La bibliothèque libre.
Marpon et Flammarion (p. 89-100).

LES PALAIS D’ÉTÉ


Écrit pendant la Commune.

Après la prise de Pékin et le pillage du palais d’Été par les troupes françaises, lorsque le général Cousin-Montauban vint à Paris se faire baptiser comte de Palikao, il distribua dans la société parisienne, en guise de dragées de baptême, les merveilleux trésors de jade et de laque rouge dont ses fourgons revenaient chargés, et pendant toute une saison il y eut aux Tuileries et dans quelques salons privilégiés une grande exhibition de chinoiseries.

On allait là comme à une vente de cocotte ou à une conférence de l’abbé Bauer. Je vois encore, dans le demi-jour des pièces un peu abandonnées où ces richesses étaient étalées, les petites Frou-Frou à gros chignons se pressant, s’agitant parmi les stores de soie bleue à fleurs d’argent, les lanternes de gaze ornées de houppes et de clochettes d’émail, les paravents de corne transparente, les grands écrans de toile couverts de sentences peintes, tout cet encombrement de riens précieux, si bien faits pour la vie immobile des femmes aux petits pieds.
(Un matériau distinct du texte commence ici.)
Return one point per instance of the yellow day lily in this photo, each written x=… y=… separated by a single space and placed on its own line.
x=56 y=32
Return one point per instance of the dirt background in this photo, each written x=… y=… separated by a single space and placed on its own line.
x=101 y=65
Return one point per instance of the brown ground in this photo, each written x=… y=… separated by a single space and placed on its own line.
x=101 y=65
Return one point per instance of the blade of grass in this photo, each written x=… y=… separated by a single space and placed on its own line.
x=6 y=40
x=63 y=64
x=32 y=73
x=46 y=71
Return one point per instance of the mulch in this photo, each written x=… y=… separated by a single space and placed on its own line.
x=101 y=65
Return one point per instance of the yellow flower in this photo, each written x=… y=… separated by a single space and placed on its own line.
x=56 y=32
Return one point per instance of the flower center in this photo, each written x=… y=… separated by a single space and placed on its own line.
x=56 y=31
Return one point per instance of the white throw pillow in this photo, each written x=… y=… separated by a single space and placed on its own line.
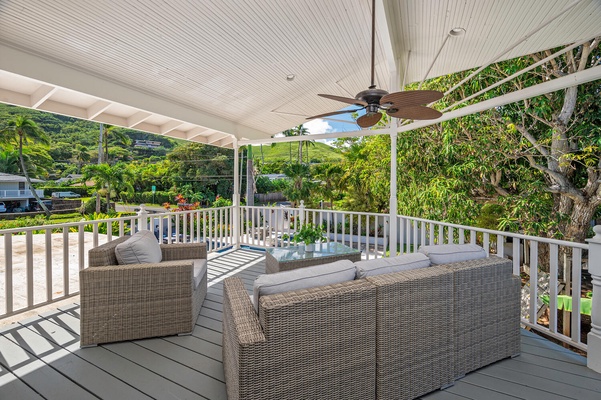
x=141 y=248
x=449 y=253
x=380 y=266
x=303 y=278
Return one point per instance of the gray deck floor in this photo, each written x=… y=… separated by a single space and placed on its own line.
x=40 y=358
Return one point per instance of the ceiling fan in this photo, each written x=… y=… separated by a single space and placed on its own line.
x=408 y=105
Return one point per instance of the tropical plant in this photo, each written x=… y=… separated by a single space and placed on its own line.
x=109 y=179
x=308 y=234
x=20 y=131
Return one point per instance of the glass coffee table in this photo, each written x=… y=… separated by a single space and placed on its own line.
x=287 y=258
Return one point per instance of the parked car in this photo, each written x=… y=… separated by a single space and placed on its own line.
x=65 y=194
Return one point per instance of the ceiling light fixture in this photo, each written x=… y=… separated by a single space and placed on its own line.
x=457 y=32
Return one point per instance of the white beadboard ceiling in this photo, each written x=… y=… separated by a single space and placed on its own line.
x=214 y=71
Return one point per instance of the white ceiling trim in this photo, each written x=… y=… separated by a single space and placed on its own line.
x=55 y=76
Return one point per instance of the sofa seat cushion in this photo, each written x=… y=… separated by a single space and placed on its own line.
x=303 y=278
x=450 y=253
x=200 y=270
x=403 y=262
x=141 y=248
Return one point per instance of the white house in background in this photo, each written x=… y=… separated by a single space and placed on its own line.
x=14 y=191
x=70 y=178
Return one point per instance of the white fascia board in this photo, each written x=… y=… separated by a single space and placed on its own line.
x=53 y=73
x=575 y=79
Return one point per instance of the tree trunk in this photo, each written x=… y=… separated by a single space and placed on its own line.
x=580 y=218
x=33 y=192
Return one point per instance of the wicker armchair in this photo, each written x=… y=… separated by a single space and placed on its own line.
x=126 y=302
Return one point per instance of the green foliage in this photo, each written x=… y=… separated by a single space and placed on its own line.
x=489 y=217
x=221 y=202
x=308 y=234
x=82 y=191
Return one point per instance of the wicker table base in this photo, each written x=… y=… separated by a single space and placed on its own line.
x=289 y=258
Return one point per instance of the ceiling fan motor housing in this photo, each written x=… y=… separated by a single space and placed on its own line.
x=371 y=96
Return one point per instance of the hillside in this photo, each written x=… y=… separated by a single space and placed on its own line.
x=281 y=152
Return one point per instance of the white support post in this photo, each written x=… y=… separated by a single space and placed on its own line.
x=594 y=267
x=393 y=237
x=236 y=196
x=142 y=218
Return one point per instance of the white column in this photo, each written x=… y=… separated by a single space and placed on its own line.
x=594 y=267
x=236 y=196
x=393 y=238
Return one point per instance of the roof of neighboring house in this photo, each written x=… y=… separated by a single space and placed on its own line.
x=16 y=178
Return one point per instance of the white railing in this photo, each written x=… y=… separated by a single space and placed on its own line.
x=40 y=265
x=550 y=269
x=19 y=194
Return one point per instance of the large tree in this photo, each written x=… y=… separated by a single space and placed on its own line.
x=19 y=131
x=556 y=136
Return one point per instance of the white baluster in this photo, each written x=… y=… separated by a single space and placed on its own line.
x=594 y=267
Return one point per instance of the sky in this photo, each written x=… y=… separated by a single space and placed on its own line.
x=332 y=124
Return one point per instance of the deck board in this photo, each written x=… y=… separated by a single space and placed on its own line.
x=40 y=358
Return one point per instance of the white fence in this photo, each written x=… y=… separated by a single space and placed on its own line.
x=40 y=265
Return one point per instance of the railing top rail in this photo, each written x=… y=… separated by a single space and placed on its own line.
x=501 y=233
x=471 y=228
x=101 y=221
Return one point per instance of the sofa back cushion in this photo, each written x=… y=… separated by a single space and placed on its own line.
x=303 y=278
x=450 y=253
x=391 y=264
x=142 y=247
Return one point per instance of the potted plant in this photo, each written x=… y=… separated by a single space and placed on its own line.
x=309 y=234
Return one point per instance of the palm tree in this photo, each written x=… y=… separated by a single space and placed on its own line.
x=9 y=162
x=20 y=131
x=108 y=178
x=300 y=130
x=82 y=156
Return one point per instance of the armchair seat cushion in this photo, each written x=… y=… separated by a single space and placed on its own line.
x=141 y=248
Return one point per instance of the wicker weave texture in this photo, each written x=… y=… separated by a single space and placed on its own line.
x=486 y=312
x=414 y=332
x=125 y=302
x=272 y=265
x=308 y=344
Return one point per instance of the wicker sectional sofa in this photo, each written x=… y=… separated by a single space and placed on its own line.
x=134 y=301
x=391 y=336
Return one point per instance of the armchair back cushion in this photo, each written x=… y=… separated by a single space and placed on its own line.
x=303 y=278
x=141 y=248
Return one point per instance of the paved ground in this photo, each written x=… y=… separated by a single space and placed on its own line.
x=19 y=259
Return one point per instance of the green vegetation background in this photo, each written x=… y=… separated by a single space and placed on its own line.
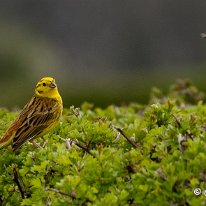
x=152 y=154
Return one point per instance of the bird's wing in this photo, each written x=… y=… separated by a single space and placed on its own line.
x=34 y=121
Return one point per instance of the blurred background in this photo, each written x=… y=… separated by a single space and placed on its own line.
x=106 y=51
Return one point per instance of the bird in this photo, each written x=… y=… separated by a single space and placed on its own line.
x=39 y=116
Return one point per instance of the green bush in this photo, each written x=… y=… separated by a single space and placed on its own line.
x=122 y=155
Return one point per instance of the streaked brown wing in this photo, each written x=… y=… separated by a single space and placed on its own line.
x=35 y=120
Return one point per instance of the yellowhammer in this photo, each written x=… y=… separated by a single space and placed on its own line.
x=38 y=117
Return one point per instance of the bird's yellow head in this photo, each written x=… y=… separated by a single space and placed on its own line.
x=46 y=87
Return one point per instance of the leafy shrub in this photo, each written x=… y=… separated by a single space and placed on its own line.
x=122 y=155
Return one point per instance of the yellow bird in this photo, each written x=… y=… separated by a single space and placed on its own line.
x=38 y=117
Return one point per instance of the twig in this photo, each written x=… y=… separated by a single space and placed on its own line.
x=18 y=181
x=83 y=147
x=126 y=137
x=73 y=196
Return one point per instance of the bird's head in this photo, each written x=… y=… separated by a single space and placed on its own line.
x=46 y=87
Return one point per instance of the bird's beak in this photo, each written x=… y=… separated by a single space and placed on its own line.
x=53 y=85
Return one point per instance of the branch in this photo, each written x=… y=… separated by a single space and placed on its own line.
x=86 y=149
x=127 y=138
x=19 y=182
x=73 y=196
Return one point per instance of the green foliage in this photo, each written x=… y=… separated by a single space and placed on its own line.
x=129 y=155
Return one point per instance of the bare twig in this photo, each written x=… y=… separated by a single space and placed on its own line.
x=126 y=137
x=86 y=149
x=19 y=182
x=73 y=196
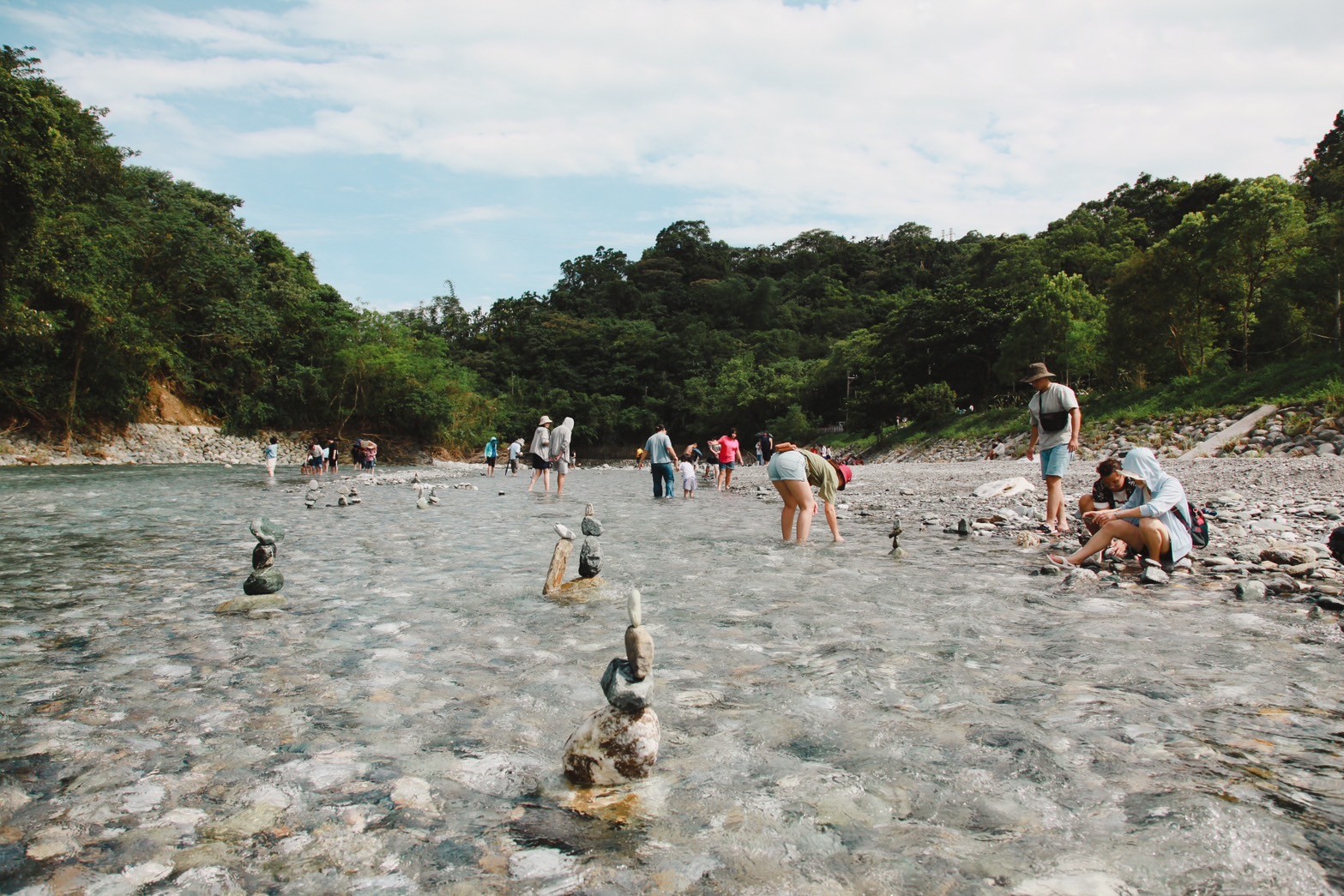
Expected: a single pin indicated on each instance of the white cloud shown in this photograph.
(961, 113)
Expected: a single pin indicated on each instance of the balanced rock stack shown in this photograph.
(896, 551)
(262, 586)
(620, 742)
(590, 555)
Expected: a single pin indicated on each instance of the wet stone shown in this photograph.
(268, 580)
(623, 689)
(590, 557)
(639, 652)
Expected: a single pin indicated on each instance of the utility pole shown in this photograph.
(848, 381)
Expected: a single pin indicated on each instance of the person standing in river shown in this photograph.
(540, 454)
(661, 462)
(1055, 424)
(730, 453)
(793, 472)
(561, 452)
(492, 453)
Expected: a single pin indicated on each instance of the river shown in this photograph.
(834, 720)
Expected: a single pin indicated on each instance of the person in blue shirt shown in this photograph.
(492, 452)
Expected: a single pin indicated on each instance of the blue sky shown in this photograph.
(405, 142)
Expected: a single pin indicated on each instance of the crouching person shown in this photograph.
(1152, 523)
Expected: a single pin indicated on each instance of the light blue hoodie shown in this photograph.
(1163, 497)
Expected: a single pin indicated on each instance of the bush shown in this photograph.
(929, 402)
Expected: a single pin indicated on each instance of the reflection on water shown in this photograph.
(834, 720)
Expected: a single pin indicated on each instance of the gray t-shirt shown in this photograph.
(660, 449)
(1057, 398)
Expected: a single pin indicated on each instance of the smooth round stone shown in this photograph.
(623, 689)
(612, 747)
(639, 652)
(267, 531)
(251, 604)
(590, 557)
(268, 580)
(263, 555)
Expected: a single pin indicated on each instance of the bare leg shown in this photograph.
(1055, 504)
(798, 502)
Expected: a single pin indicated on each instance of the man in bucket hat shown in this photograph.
(1055, 424)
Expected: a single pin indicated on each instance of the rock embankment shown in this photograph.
(1291, 431)
(152, 443)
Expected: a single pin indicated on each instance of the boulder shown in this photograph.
(623, 689)
(613, 747)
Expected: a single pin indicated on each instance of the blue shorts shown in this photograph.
(1054, 461)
On s’asseyait sur les fauteuils de porcelaine, on fouillait les coffres de laque, les tables à ouvrage à dessins d’or ; on essayait pour jouer les crêpes de soie blanche, les colliers de perles de Tartarie ; et c’étaient de petits cris d’étonnement, des rires étouffés, une cloison de bambou qu’on renversait avec sa traîne, et puis sur toutes les lèvres ce mot magique de palais d’Été qui courait comme une brise d’éventail, ouvrant à l’imagination je ne sais quelles féeriques avenues d’ivoire blanc et de jaspe fleuri.

Cette année, la société de Berlin, de Munich, de Stuttgard, a eu, elle aussi, des exhibitions du même genre. Voilà plusieurs mois déjà que les fortes dames d’outre-Rhin poussent des « mein Gott » d’admiration devant les services de Sèvres, les pendules Louis XVI, les salons blanc et or, les dentelles de Chantilly, les caisses d’oranger, de myrte et d’argenterie que les innombrables Palikao de l’armée du roi Guillaume ont cueillis aux environs de Paris dans le pillage de nos palais d’été.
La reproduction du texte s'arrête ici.